I feel like something is off with my nerves. While walking down the sidewalk (in daylight), a jogger passed by saying “Excuse me” and I let a blood curdling scream rip into his ears. I didn’t mean to. He didn’t like it. Then a bicyclist rode by on the opposite side of the street, and I accidentally screamed at him as well.
Next, while standing alone with a candle in my hand, I suddenly smashed the candle as hard as I could against the ground. Glass flew everywhere & it broke a window too. (Oopsy!) I don’t know why I did it. My hand just moved faster than my brain could think. Now my recording room is filled with glass and James won’t let me in there since he is convinced I can’t clean it up without getting cut.
After that, I accidentally topped James’s pasta with a thick layer of salt rather than Parmesan cheese. And to make things more bizarre, I discovered I was wearing two pairs of shorts at the same time, one on top of the other. Somehow I hadn’t noticed.
Something is off. But what to do? I secretly tried cleaning the recording room and now my feet feel as though they are filled with glass though that is probably imagination. I have no paper left or else I would draw a picture of a man masturbating in a glass chamber, or maybe a picture of someone bleeding through the hands.
Many things have me unnerved at the moment. One is an incident from the other night. I was taking Slippers out & a car approached, slowing down as it came near me then parking. It gave me the creeps.
James came outside because he had gotten a bad feeling. He walked up to the car but they didn’t see him because they were looking towards me, with one man talking on the phone. He was telling someone that I had my dog with me. Once they saw James they zoomed off.
James thinks they were just random men up to no good and not looking for me specifically. But so many people have come looking for me in the past that I am a little paranoid. Just thinking about it makes my kidneys bubble.
I might be slightly disturbed by my little #metoo moment as well. The fact that none of the very liberal organizations, such as his record label, gave even a cursory response to my story (posted in reply to their tweets about his deep humanity) makes me realize the whole #metoo thing was completely fake. No one cares about sexual assault anymore than they ever have.
Not that I expect them to. Why should they care? This is their golden moment to sell records and selling records is their job- not social justice. But why do people have to fake care? I don’t think it is right to use social issues for personal elevation & branding, especially if you aren’t willing to put out when they land in your own backyard. It would be less confusing if people could just be honest about their true motivations. But why should they be? Wars were never won through transparency.
And what are values really, but the flags we wave to signal tribal affiliation? That is another thing that has been weighing on me- realizing the central role tribes play in human life while also realizing that I have no tribe and probably never will.

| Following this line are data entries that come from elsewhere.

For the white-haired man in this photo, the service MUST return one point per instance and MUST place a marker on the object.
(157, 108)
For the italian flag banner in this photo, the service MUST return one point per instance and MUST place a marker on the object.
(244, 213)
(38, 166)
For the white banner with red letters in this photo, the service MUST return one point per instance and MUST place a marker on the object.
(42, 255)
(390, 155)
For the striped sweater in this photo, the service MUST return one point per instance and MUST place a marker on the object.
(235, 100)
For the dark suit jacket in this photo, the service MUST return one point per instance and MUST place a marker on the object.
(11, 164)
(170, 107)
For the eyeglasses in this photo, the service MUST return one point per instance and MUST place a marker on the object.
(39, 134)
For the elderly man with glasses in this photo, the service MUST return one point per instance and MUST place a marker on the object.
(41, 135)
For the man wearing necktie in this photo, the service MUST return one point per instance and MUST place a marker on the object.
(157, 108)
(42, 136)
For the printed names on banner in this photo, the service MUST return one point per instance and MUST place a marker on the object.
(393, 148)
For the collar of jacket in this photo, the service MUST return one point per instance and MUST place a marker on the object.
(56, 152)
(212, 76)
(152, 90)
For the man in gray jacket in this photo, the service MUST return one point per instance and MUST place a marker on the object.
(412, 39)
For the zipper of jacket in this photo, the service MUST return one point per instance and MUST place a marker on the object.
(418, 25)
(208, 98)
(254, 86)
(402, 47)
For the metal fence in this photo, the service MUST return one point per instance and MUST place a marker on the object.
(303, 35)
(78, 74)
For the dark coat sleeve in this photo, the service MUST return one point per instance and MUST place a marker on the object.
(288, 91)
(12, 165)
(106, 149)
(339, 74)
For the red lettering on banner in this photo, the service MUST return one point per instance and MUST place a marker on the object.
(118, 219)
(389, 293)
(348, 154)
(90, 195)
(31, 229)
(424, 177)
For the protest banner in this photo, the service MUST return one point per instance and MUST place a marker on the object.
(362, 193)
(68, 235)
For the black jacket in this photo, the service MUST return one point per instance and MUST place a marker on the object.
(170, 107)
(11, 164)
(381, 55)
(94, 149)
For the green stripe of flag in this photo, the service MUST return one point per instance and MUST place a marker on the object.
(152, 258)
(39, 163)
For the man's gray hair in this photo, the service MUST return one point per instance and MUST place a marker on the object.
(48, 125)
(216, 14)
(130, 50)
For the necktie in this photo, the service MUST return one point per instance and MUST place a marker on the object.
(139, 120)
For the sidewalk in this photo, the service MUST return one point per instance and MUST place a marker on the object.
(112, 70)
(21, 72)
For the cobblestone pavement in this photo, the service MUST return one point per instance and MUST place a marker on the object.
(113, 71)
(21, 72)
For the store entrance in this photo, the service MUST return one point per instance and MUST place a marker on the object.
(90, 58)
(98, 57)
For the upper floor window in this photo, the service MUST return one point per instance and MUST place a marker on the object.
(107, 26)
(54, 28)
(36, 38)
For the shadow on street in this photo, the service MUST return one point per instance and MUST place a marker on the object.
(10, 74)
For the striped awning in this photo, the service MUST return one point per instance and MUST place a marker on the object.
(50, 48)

Tribes are everything though. Consider music. A musician’s value is judged by how much access they have to the tribes who run the music business. A performer at the Grammy’s is ‘talented’, even if you don’t personally like them. They have a recognized social value. They can trade on this value for resources & protection.
What makes the musical tribes- such as record labels- a little sinister is their efforts to convince people that they are a distillation of America’s best talent, and anything outside their glossy grip is not worth listening to. It is lower tier music that couldn’t make the cut. When in reality these record companies are just families- tribes- with the resources to buy lots of makeup for their members.
Once upon a time, when I thought getting a record contract was important, I submitted blank cds to them, because I had a suspicion the submission process was a sham (I already had experience with this sort of thing from my time in the art world.)
And of course, they all sent me back polite rejection letters, telling me that my music was not what they were looking for. So why lie? Because they need to pretend to be meritocracies in order to monopolize people’s musical imaginations. They need to pretend they have already searched out the “good” music so people won’t feel the need to search for themselves. This lie hurts music.
So, anyway, I guess feelings of mounting threats along with a growing awareness of my precarious position in society has me feeling on edge. Or maybe it is something else entirely. The problem is, when you are blogging with your actual name you are doomed to share only the most superficial aspects of your life. I wish I had thought of that from the beginning. I would have given myself the name Lacey Pendleton and she would do a complete Tell All. That would be paradise. But instead I am forever stuck in the gray zone, balancing an urge to express with a need to survive.
2 replies on “Frayed Nerves”
I get this completely. I don’t have any words of wisdom, but you’re definitely not alone. Here’s hoping something soothes your nerves soon
Thanks for your post. I think about your story a lot and it disturbs me. The incident you described with Berman took place during one of the most troubled periods of his life, when he first tried killing himself, and was a major crack head (you can read about it in Fader and SPIN interviews). It sounds like he was the most debauched educated upper middle class white man at that point in his life, to be honest. This isn’t an excuse but an attempt to provide context for his behavior with you. I still don’t know what to make of your story, but I know it’s true and it should be part of the record, whether his fans and record company like hearing about it or not. I’m the last person to want to write in a public way about a public figure I never met, but whose music I loved and was part of my private life. Yet as a woman I also empathize with your position and think it sucks that no one is sticking their neck out to reckon with your story. Please know that I heard it and am sorry for what you went through–then and now.